30 March, 2009

Dream. Hope. Rock: Part 1

In April of 2000 I unexpectedly found myself in Washington DC for a long weekend. In the early afternoon hours of April 29th I found myself in a van with the TV Star, Ellen Degeneres, Anne Heche, Melissa Etheridge, Laura Dern and a TV crew. We were on our way to RFK Stadium for a sound check.

A few days earlier I had gotten a call from the TV Actor saying that she was going down to DC for the Pride Rocks concert and a brief vacation and had an extra room in her hotel suite for a few days. Did I want to join? Did I?! Things were tough for me at the time. I was working in casting, enough said on that front. Graduate school rejection letters were pouring in. Ok, they weren't really pouring in because I had only applied to three schools: Columbia, Juilliard and Rutgers. I wanted to stay in New York, preferably. If not, the immediate area. After being rejected from both Columbia and Juilliard I was holding out hope for Rutgers. I didn't have much hope left.

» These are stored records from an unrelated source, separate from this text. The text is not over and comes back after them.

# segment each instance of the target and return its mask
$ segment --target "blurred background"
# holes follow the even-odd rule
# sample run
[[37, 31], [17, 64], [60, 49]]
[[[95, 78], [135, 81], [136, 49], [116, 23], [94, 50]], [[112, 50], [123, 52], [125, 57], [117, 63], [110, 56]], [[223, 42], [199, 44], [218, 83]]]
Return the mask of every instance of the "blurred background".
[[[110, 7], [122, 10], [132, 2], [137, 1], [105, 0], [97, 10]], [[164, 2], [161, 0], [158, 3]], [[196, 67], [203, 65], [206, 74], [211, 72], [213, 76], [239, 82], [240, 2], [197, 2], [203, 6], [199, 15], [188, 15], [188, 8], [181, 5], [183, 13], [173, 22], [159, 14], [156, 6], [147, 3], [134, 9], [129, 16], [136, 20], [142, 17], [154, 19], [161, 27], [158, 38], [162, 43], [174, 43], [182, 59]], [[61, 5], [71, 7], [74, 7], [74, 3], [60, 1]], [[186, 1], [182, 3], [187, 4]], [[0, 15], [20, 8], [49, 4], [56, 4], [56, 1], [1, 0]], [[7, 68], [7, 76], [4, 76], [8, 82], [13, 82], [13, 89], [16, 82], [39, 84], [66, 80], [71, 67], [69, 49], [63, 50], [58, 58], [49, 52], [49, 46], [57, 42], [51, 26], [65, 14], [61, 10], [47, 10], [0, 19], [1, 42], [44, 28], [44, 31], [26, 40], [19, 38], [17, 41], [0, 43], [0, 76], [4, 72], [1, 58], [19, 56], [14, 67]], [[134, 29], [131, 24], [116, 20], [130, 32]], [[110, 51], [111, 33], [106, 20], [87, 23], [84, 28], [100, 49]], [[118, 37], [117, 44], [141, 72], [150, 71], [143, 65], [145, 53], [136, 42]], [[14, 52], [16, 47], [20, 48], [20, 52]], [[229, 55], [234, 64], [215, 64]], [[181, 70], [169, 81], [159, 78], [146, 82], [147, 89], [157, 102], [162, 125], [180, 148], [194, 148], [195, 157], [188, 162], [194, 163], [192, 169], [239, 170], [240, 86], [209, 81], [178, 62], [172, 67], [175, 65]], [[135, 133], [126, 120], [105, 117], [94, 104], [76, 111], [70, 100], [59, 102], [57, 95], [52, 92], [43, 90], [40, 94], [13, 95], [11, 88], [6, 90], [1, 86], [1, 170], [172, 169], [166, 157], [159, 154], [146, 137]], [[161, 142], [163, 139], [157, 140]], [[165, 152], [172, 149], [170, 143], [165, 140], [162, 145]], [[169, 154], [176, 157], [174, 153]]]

Amy Saltz, the acting head of the Directing program at Rutgers University: Mason Gross School of the Arts, had put me through an intensive interview process. I had amazing credentials and stellar recommendations but Amy thought I was "too young" for the program. Reading over the MGSA materials on the program Hal Scott, who started the program, felt that a good director had to be over 30 in order to bring a certain amount of "life experience" to the table. I called bullshit. I had more life experience at the age of 25 than most people had in a life. Amy saw this but was still tentative. We had three interviews. We liked each other. I responded to her gruff, matter-of-fact manner. She was attracted to my passion and ideals. (I was full of both back then.) After our last interview she said she needed some more time to make a decision. Frustrated and thinking the answer would be negative I fell into a slump. My back-up plan of taking the money I had saved over the past few years and going to Italy until it ran out seemed to be the plan of action.

So I was working in casting. I was waiting to here from Rutgers. Present Ex and I were still living together, semi-broken up and semi-together. Relationship limbo. So when TV Actor called with the invite, I jumped. I needed a break from the island and my real life. I didn't really expect to be be in the middle of such an all-star event.

TV Actor and I had become fast friends when I put her in to the national tour of Cabaret. We got into lots of trouble together and enjoyed every moment of it. Whenever I went out to work on the tour, she invited me to stay with her. We laughed a lot. Drank red wine a lot. Smoked Nat Shermans a lot. Danced a lot. Partied a lot. And that was just rehearsal.

Her hotel suite was truly amazing. I hadn't realized the difference between having money and having TV money until I walked in there. Richly furnished and lushly upholstered, it was almost like being in a palace. My room of the suite was so far away from hers we might as well have been on different floors. I hugged her hard and thanked her for the invite. She said she was going to jump in the shower and then we were going to tour the Holocaust Museum. Fun times.

On the way in to DC I had received a phone call from Amy Saltz. I headed to my room in the suite, took a deep breath, swallowed hard and hit redial, bracing myself for the bad news. She answered the phone almost immediately. "Hi, JV. I'm glad you called back so quickly. I wanted to invite you into the Directing program at Rutgers..." And time stopped. The world seemed to move away. I wasn't expecting that. I was prepared for another rejection. I was getting ready to spend months in Italy learning how to speak the language and getting lost among the natives. And Amy talked on about how I would be one of three incoming directors. How we were all so different. How she was excited about each of us. And obviously I said I accepted. Stunned, I went back out to the living room and waited for the TV Star to make her entrance. What better way to celebrate then by experiencing a Holocaust? On the way out, the TV Actor asked the concierge to have a masseuse in our room that night at 10pm and be prepared to spend two hours, an hour for each of us. Nice.

The Holocaust Museum was a truly devastating experience for both of us. Of course, having worked on Cabaret, we talked about it and were familiar with it on an education standpoint, but seeing it in front of you makes the whole experience more visceral, more tangible. I kept myself together for as long as I could until we walked into a room that was, from floor to ceiling, covered in shoes of the victims. I broke down in tears. These relics made it real. These were possessions of people that had been thrown away, destroyed, and all that remained were these thin pieces of broken leather. Stacked behind wired fences the shoes seemed to go straight up to God. And I wanted to reach out and touch them. I wanted to connect with whatever had touched that child, that woman, that man. I wanted to know the person who had chosen that shoe for her daughter, who had crouched down and tied the laces a hundred times until they were stripped of them and kicked aside, now useless. The TV Actor who had been crying for some time now came over and put her arm around me, leading me to a bench outside where I pulled myself together.

"Let's get out of here," she said. "Let's go get a coffee."

I was overwhelmed by the sheer number of lives lost. And as I looked around and realized who I was and where I was and where I was staying at the particular moment in time, I realized just how lucky I was. It was the second (the acceptance into MGSA being the first) of many monumental events to occur that weekend.